Submitted to: NCR-167 Corn Breeding Committee Meeting
Publication Type: Abstract Only
Publication Acceptance Date: December 15, 2002
Publication Date: N/A
Technical Abstract: The Germplasm Enhancement of Maize (GEM) Project is a cooperative effort between the USDA-ARS and public and industry researchers. The goal is to introgress exotic germplasm into elite U.S. Cornbelt inbred backgrounds to enhance genetic gain for yield, disease and pest resistance, and value-added traits. The Latin American Maize Project (LAMP) previously screened over 12,000 accessions and prioritized 268 as having maximum potential to enhance U.S. germplasm. Breeding crosses were made between these and the cooperators' elite proprietary inbreds. Selection and subsequent testing have produced a number of promising or competitive inbreds. The objectives of this study are (i) to estimate the proportion of the genetic composition coming from the racially diverse, exotic accession donors in 10 sets of the top 10 S2 GEM lines and (ii) to identify regions of the genome where segregation is distorted toward or away from exotic donor alleles.

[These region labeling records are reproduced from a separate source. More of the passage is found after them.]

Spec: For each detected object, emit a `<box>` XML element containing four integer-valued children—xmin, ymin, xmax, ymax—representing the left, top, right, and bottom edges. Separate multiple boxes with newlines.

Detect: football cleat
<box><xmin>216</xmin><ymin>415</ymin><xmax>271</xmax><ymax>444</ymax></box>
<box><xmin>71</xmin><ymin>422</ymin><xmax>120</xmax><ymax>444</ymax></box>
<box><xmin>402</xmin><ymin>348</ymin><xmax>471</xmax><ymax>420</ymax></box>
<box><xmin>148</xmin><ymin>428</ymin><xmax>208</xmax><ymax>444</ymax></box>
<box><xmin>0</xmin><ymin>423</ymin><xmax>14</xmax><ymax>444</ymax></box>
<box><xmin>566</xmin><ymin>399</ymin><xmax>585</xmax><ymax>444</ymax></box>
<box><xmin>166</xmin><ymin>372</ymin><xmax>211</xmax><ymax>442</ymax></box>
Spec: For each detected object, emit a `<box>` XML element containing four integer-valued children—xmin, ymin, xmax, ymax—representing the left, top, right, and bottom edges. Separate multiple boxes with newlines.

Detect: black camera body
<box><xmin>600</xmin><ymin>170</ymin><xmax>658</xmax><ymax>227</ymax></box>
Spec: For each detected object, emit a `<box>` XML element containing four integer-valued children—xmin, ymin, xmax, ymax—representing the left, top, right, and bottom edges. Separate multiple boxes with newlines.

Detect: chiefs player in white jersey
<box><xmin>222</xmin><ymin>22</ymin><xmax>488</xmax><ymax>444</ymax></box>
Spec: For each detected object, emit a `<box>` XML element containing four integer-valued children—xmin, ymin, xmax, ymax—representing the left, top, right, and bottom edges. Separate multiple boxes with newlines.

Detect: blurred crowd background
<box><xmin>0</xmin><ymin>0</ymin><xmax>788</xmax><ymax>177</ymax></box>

These may highlight regions that are key to fitness. The lines were chosen based on the ratio of mean yield and moisture to remove biases due to lateness. The lines are being genotyped with SSR and MITE (Miniature Inverted-repeat Transposable Elements) markers to determine allelic contribution. The 10 top lines per cross were selected to exclude mediocre genotypes, yet provide a reasonably powerful frequency test. A likelihood-ratio goodness of fit test (G-test) detects deviations from Hardy-Weinberg equilibrium. Large contiguous regions from one parent reveal either essential linkage blocks or lack of recombination. Independent evidence on the fitness contribution at highly skewed loci will be demonstrated with the inclusion of several different populations involving the same key exotic accession, Cuba 164. Finally, the most inferior lines from several pedigrees are being genotyped to verify that strong associations are not due to random sampling.